The Tucson Conquistadores have outlined a new plan to remake the two 18-hole golf courses at Reid Park into a venue that could lure the PGA back to the city.
A key aspect of the unsolicited proposal from the group calls for selling up to 15 acres of the Randolph Golf Course along East Broadway to private developers, which would bring additional retail space across the street from El Con shopping center.
The group believes the sale of the property could fund a massive renovation of the city-owned Randolph courses, enough to bring back a Professional Golfers’ Association golf tournament to Tucson.
An annual tournament could bring in between $15 million and $25 million to the economy, said Jose Rincon, the past president of the Conquistadores, in a three-page letter to City Manager Mike Ortega. The Conquistadores are a nonprofit that supports youth programs through golf events.
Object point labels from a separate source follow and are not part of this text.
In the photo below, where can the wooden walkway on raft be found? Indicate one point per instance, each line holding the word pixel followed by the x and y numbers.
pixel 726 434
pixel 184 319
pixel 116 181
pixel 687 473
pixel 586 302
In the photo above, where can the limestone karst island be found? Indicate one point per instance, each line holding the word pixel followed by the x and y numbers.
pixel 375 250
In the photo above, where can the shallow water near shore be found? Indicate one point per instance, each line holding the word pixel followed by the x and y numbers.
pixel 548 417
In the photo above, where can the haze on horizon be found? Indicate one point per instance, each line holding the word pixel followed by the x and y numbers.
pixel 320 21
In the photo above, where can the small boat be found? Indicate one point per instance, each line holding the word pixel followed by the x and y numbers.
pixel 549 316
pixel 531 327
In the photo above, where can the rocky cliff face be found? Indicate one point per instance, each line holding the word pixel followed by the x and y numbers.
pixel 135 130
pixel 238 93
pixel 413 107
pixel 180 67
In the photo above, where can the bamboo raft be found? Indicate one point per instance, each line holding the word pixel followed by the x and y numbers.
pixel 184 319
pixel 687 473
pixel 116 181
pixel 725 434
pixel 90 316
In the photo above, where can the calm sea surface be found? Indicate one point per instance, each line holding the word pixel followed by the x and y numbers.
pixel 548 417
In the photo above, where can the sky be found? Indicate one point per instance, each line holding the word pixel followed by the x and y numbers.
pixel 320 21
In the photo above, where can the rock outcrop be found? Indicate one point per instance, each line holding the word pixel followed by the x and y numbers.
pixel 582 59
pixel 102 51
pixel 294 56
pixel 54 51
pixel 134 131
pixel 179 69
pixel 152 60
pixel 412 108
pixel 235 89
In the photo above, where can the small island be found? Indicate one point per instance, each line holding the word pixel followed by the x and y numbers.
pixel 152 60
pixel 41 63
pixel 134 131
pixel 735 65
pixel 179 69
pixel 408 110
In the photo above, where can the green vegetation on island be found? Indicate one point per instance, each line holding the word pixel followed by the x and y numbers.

The goal is to have a new PGA-approved course operational by 2021, as the Conquistadores contract with a pharmaceutical company to hold its golf tournament — the Champions Tour Cologuard Classic at the OMNI Tucson National on the northwest side — ends in 2020.
“We would like to bring professional golf and its rich tradition back to the core of our City of Tucson,” Rincon wrote. “We strongly believe that a renovated golf course could serve as the crown jewel of golf in Tucson.”
No cost estimate was attached to the plan. Nor did the Conquistadores say if they would be willing to put up their own money as part of the redevelopment of the two courses.
The group lists the University of Arizona and Rio Nuevo Multipurpose taxing district as potential partners, but officials stress the proposal is in the earliest developmental stages and hasn’t been formally discussed with the Tucson City Council.
The city is evaluating the proposal, but it is unclear whether it would help or hinder Tucson’s efforts to address a major, long-term issue to keeping city courses open — how to pay for an estimated $20 million in much-needed capital improvements at the five city-owned courses. Ortega has scheduled a formal council discussion for May 22.
Ortega cautioned city officials are reviewing the proposal brought forward by the community group and it should not be taken as a sign that there is support to sell property along Broadway or to reduce the number of playable rounds of golf at Reid Park.
The Conquistadores, however, are optimistic that with a newly renovated golf course, the Arizona Wildcats’ golf teams could make Randolph their home course. Currently, the teams use Sewailo Golf Course at Casino Del Sol, which is about 9 miles from the UA campus.
The group’s proposal also calls for turning the Randolph Tennis Center in a “grade-A facility.”
With the UA’s baseball team already using Hi Corbett Field at Reid Park, the group imagines that sometime after 2021, the Wildcats could establish what the Conquistadores call a “UA sports hub” at Reid Park.
But at least one city councilman is skeptical that such a broad proposal could come together quickly, if at all.
“UA Athletics has five major capital projects going on right now valued at between $60 million and $70 million,” said Councilman Steve Kozachik, who also is the associate director of athletics facilities and capital projects at the University of Arizona.
And while he made it clear he wasn’t speaking for the UA, Kozachik said he’d be in the loop on any serious discussions related to new facilities.
“Nothing I’ve heard indicates that plowing another several million athletic department dollars into the renovation of Randolph Golf course is anything on our near-term priority list. Certainly not to meet the Conquistadores goal of 2021,” he said.
Additionally, Kozachik said the Conquistadores have to carefully balance the needs of professional golfers and the thousands of golfers who use the two 18-hole Reid Park courses every year.
“Everyone agrees seeing the PGA back in midtown would be a great thing, but not at all costs,” he said. “We have a $25 million capital need on the existing golf enterprise. Nobody seems to want to talk about how we fund that, much less the costs we’d take on if Randolph suddenly became a course we’d have to maintain to the level pros want.”
He also notes that the only real identified funding source for the project is the city of Tucson.
“The people who want this need to bring some serious cash to the table and quit setting dates that send a message this is farther along than just having seen some eye candy of what a new course would look like,” Kozachik said.